In the past two weeks, two significant political and military meetings were held between American and Russian officials on Syria.
The first meeting was held between US President Joe Biden and Russian President Vladimir Putin’s envoys in Geneva on September 15 and the second took place between Joint Chiefs of Staff Chairman Gen. Mark Milley and Gen. Valery Gerasimov in Helsinki on Wednesday.
Since Biden’s arrival at the White House and preparation for his summit with Putin in Geneva in July, Americans had informed Russian officials that any dialogue over Syria and resumption of the “Vienna secret channel” can only take place after the extension of the United Nations resolution on cross-border aid. This was seen as a test for relations between the new American administration and Moscow.
In July, National Security Council senior director for the Middle East Brett McGurk met with Russian presidential envoy Alexander Lavrentiev in Geneva, paving the way for an agreement on the draft resolution on cross-border aid. The talks included Washington’s agreement to Russia’s conditions, including funding the “early recovery” in Syria and easing sanctions, in return for Moscow’s vote in favor of the resolution.
On September 16, McGurk, Lavrentiev and Russian Deputy Foreign Minister Sergei Vershinin met in Geneva for the first time since the approval of the resolution.
A diplomatic report, a copy of which was obtained by Asharq Al-Awsat, said that assessing the results “differs according to the expectations”. The meeting marked a breakthrough in that Russian-American dialogue was resumed after coming to a halt during the term of former President Donald Trump.
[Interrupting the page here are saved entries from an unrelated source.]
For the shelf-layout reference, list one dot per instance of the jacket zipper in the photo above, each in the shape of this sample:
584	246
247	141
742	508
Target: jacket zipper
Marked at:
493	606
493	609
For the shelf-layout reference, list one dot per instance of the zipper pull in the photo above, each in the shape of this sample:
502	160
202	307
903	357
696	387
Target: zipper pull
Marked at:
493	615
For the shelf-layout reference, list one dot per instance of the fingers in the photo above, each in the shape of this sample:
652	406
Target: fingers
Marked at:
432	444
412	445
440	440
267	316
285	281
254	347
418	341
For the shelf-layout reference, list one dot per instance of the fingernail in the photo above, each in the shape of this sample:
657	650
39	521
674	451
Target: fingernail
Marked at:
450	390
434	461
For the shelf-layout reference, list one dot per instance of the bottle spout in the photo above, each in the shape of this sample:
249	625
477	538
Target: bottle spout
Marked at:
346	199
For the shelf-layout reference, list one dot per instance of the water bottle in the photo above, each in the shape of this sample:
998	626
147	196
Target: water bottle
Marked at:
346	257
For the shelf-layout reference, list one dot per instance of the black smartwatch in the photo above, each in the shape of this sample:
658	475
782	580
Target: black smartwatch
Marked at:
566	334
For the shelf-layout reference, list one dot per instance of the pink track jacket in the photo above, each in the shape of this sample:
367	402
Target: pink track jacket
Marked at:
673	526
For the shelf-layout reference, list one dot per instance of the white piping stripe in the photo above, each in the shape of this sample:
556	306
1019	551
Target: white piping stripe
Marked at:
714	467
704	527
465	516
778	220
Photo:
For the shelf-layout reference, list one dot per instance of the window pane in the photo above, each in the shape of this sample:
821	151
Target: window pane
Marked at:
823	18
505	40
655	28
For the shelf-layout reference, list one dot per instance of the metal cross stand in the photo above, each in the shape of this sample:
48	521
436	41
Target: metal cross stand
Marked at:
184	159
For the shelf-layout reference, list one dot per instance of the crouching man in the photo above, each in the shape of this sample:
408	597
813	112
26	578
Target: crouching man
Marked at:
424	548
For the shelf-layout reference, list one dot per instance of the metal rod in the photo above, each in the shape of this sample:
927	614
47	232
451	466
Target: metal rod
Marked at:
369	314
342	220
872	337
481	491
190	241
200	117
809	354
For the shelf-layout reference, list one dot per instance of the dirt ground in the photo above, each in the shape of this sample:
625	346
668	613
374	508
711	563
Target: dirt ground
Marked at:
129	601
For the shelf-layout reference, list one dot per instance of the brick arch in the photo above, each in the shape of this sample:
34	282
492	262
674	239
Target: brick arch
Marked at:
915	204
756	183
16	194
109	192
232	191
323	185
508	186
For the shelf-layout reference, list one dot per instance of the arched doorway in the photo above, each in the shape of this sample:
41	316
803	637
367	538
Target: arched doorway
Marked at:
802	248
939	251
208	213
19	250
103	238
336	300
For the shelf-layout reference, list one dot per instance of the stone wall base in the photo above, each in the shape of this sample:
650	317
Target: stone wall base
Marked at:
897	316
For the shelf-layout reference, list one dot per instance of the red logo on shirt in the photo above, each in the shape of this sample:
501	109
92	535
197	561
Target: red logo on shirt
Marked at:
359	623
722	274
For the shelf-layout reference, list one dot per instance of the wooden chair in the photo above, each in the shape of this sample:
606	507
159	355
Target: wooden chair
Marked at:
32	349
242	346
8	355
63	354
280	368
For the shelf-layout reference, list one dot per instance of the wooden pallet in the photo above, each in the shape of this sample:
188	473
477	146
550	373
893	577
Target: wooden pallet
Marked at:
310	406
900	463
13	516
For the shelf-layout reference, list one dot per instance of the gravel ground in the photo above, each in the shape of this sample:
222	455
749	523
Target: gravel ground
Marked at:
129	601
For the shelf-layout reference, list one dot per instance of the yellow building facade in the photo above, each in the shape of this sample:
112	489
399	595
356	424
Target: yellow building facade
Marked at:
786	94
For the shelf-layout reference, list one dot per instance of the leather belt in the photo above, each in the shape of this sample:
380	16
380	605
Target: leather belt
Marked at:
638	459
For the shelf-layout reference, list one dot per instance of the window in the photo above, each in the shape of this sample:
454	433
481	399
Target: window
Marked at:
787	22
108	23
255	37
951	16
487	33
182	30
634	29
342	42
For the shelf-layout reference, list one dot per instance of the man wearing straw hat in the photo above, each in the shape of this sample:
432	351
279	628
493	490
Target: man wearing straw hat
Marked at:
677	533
Russia had reportedly criticized the US over several issues, including failing to provide Caesar Act sanctions waivers and failing to ease pressure on Syrian president Bashar al-Assad. The Russian delegation also expressed its irritation with the slow delivery of aid.
It hinted that failure to reach progress would force Moscow to refrain from extending the aid resolution when its six-month period expires in early 2022.
A western diplomat said that this would be reneging on a pledge offered by Vershinin to McGurk during a meeting they held in July.
The American delegation, meanwhile, demanded facilitating the delivery of international aid to all Syrians, moving forward the political process and work of the Constitutional Committee, reaching a nationwide ceasefire and suspending military operations.
The diplomat said the Americans were disappointed with the meeting because they believed that the Russians would “bring something to the table”, but they didn’t. There is a sense that the meeting was a “missed opportunity” to move forward the Syrian file. They also sensed that had the Russians wanted to push the file forward, they would have done so years ago. This explains why the file has dropped low on Washington’s list of priorities.
UN envoy to Syria Geir Pedersen and other officials were hoping for a Russian-American understanding that would lead to a breakthrough in the conflict.
Some officials said that Putin, during his meeting with Assad earlier this month, had urged him to push forward the peace process and Constitutional Committee in line with UN Security Council resolution 2254 and to take advantage of the openness showed by some Arab countries towards Damascus.
A European envoy said on Monday that Damascus’ approval of the Constitutional Committee to start drafting the constitution in Geneva next month took place at Russia’s request. It was also a response to the Arab openness towards Damascus.
As for the second Russian-American meeting, between Milley and Gerasimov, it tackled the broader strategic dialogue between the two sides. They stressed their commitment to avert conflict where their armies operate, such as Syria where the priority is high to fight terrorism and provide stability.
The US renewed its decision to keep forces in northeastern Syria and in the al-Tanf base. The Russians and Americans wanted to stress their commitment to exchanging information in counter-terrorism operations and fighting ISIS, especially with Russian jets striking the Syrian desert near the where American forces are deployed.
The diplomat said a suggestion was made to hold another Russian-American meeting, this time with Israel’s participation, with the aim of exchanging information. Israeli Foreign Minister Yair Lapid had paid a visit to Moscow earlier this month and Prime Minister Nafatli Bennett is expected in the Russian capital in days for talks with Putin.